The collection, to be housed in renovated space in Ekstrom Library, includes hundreds of boxes of papers, photos and other materials expected to offer insight into McConnell’s career and the workings of American government.
The cost of the archive is being paid for with private donations.
McConnell, who began serving in the Senate in 1984, recently began his fifth term. He was unanimously elected Senate Republican leader of Congress on Nov. 18 and is only the second Kentuckian to lead his party in the Senate. The first, Alben Barkley, led the Democrats from 1937 to 1949.
A senior member of the Senate’s appropriations, agriculture and rules committees, he is married to Labor Secretary Elaine Chao. The archives also will house Chao’s papers, Ramsey said.
McConnell chose UofL for his archives because he “felt comfortable housing them at his hometown university and one of his alma maters,” spokesman Robert Steurer said.
UofL already has begun renovation of a 7,000-square-foot area on the lower level of Ekstrom Library that will include a climate-controlled archives room, a reading and seminar room and exhibits and interactive displays designed to help people better understand civic issues.
“Students, scholars and the general public will be able to use the archives to learn more about U.S. government and the making of public policy,” McConnell Center Director Gary Gregg said.

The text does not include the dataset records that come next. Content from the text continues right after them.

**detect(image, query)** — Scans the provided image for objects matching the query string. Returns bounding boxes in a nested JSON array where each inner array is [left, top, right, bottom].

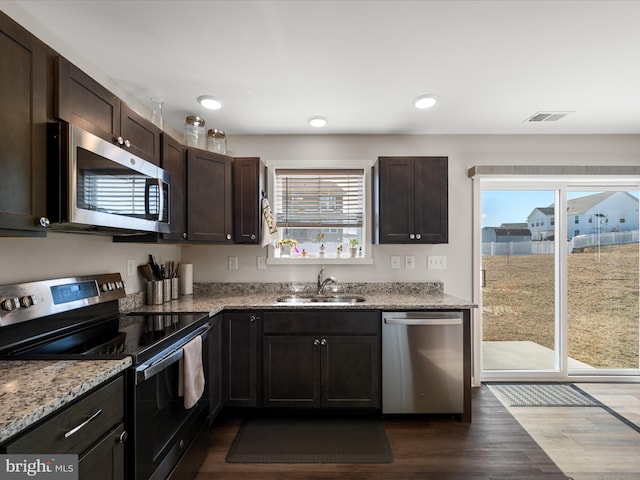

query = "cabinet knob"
[[39, 217, 50, 227], [182, 232, 188, 239], [118, 430, 128, 444], [226, 233, 232, 240], [409, 233, 415, 240], [124, 139, 131, 148], [415, 233, 421, 239], [320, 338, 327, 346], [313, 338, 320, 346], [250, 234, 256, 240], [249, 315, 256, 322], [115, 136, 125, 145]]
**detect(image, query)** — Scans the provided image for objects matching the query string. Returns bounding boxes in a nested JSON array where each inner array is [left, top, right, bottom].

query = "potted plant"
[[275, 238, 298, 256], [316, 233, 326, 256], [348, 239, 358, 257]]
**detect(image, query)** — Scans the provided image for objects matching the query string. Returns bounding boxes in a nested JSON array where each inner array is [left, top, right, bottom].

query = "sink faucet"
[[316, 268, 336, 295]]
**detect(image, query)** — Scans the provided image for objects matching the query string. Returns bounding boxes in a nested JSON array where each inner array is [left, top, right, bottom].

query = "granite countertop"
[[126, 282, 477, 316], [0, 358, 131, 444]]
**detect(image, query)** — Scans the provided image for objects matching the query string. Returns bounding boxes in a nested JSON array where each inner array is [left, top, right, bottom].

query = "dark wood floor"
[[194, 386, 569, 480]]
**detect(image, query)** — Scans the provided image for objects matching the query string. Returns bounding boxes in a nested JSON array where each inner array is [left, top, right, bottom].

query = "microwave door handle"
[[158, 178, 165, 222]]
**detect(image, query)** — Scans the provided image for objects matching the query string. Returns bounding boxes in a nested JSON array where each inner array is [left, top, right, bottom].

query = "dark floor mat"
[[226, 416, 393, 464]]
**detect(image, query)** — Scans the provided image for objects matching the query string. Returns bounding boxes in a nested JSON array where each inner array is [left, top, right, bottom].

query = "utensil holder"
[[163, 279, 171, 302], [146, 280, 163, 305], [171, 277, 179, 300]]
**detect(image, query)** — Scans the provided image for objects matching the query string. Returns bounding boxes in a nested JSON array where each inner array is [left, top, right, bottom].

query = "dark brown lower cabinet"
[[223, 312, 260, 407], [263, 311, 380, 409]]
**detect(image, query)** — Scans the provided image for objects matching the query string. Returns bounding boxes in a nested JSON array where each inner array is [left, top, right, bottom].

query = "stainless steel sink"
[[275, 294, 366, 304]]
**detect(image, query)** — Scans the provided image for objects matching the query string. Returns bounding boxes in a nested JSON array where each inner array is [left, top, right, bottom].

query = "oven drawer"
[[5, 376, 124, 455]]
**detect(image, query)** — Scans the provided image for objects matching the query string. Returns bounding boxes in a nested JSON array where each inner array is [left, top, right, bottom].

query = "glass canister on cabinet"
[[207, 129, 227, 154], [184, 115, 206, 149]]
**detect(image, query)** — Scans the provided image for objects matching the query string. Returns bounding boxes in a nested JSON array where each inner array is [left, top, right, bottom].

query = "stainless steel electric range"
[[0, 273, 212, 480]]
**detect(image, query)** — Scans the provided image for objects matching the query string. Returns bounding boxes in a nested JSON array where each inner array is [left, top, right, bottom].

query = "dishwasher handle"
[[383, 312, 462, 326]]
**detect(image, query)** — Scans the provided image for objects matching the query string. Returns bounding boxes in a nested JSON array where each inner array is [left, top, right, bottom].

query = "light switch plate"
[[405, 255, 415, 269], [126, 259, 136, 277], [427, 255, 446, 270], [228, 256, 238, 270], [257, 257, 267, 270], [391, 255, 401, 269]]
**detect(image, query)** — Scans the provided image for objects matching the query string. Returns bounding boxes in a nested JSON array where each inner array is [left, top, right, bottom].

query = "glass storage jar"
[[207, 129, 227, 154], [184, 115, 206, 149]]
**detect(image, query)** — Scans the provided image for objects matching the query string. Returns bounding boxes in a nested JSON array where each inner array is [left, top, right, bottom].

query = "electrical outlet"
[[126, 259, 136, 277], [405, 255, 415, 269], [427, 255, 447, 270], [390, 255, 401, 269], [228, 256, 238, 270], [257, 257, 267, 270]]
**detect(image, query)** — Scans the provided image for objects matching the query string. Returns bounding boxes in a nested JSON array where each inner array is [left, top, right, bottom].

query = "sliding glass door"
[[478, 182, 640, 380], [481, 189, 559, 372], [567, 189, 640, 374]]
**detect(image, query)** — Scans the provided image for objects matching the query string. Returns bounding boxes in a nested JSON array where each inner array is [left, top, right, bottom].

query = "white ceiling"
[[8, 0, 640, 135]]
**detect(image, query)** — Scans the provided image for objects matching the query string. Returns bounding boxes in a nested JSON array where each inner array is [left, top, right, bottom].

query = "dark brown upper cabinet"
[[186, 148, 233, 243], [233, 157, 265, 244], [376, 156, 448, 244], [0, 12, 48, 236], [161, 133, 186, 242], [55, 56, 160, 165]]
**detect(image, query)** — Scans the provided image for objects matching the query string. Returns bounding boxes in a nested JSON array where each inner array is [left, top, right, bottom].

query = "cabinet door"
[[233, 157, 264, 244], [186, 149, 233, 243], [208, 315, 223, 423], [223, 312, 260, 406], [0, 13, 47, 236], [378, 157, 416, 243], [120, 103, 161, 165], [55, 56, 120, 142], [378, 156, 448, 244], [321, 336, 380, 408], [414, 156, 448, 243], [78, 423, 125, 480], [162, 133, 186, 241], [263, 336, 320, 407]]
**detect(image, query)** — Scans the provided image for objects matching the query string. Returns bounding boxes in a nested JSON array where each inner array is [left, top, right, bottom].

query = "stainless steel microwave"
[[47, 122, 170, 235]]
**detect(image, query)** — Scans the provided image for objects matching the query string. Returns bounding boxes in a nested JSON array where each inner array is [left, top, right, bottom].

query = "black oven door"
[[130, 323, 211, 480]]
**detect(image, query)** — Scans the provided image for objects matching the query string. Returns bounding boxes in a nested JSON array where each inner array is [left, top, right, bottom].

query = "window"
[[588, 215, 593, 223], [272, 168, 369, 261], [575, 215, 580, 224], [621, 215, 626, 223], [551, 217, 555, 226]]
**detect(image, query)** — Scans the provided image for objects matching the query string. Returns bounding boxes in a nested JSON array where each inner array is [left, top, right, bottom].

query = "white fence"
[[482, 230, 639, 256]]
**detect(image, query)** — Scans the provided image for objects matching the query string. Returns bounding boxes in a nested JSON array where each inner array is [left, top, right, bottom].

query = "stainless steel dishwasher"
[[382, 311, 463, 414]]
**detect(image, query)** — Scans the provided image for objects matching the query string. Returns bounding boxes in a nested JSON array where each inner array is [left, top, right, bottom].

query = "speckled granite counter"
[[126, 282, 476, 315], [0, 358, 131, 444]]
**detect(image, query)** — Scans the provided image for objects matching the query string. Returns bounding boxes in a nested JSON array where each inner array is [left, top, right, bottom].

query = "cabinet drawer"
[[5, 376, 124, 455], [264, 311, 380, 335]]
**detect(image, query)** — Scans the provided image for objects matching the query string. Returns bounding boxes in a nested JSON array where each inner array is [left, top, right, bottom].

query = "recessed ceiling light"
[[198, 95, 223, 110], [308, 116, 328, 128], [413, 94, 438, 109]]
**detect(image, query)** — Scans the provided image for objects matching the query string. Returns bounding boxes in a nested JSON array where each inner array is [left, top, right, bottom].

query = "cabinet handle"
[[409, 233, 415, 240], [320, 338, 327, 346], [64, 409, 102, 438], [313, 338, 320, 346], [415, 233, 421, 239]]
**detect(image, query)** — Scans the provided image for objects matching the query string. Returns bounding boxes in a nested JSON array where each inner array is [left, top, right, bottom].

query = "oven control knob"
[[19, 295, 37, 308], [109, 282, 115, 290], [1, 297, 20, 312], [100, 283, 110, 292]]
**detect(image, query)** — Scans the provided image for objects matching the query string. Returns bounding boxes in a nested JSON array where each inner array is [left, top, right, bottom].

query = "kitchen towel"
[[260, 197, 278, 247], [180, 264, 193, 295], [178, 335, 204, 409]]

The papers will take “years to process” since McConnell is still serving on the Senate, Gregg added. McConnell’s Senate papers will remain sealed until he retires as a senator.
McConnell graduated from UofL’s College and Arts and Sciences in 1964 and was student body president as an undergraduate. In 1991, he established the McConnell Center at UofL, a nonpartisan academic program that prepares students to become future leaders.
Between 1998 and 2008, he secured more than $320 million dollars for research and infrastructure projects at Kentucky universities, including more than $150 million for UofL.
“The senator has long made strengthening Kentucky’s research universities a top priority,” Ramsey said. “Higher education in Kentucky simply would not be where it is today without his outstanding vision and support.”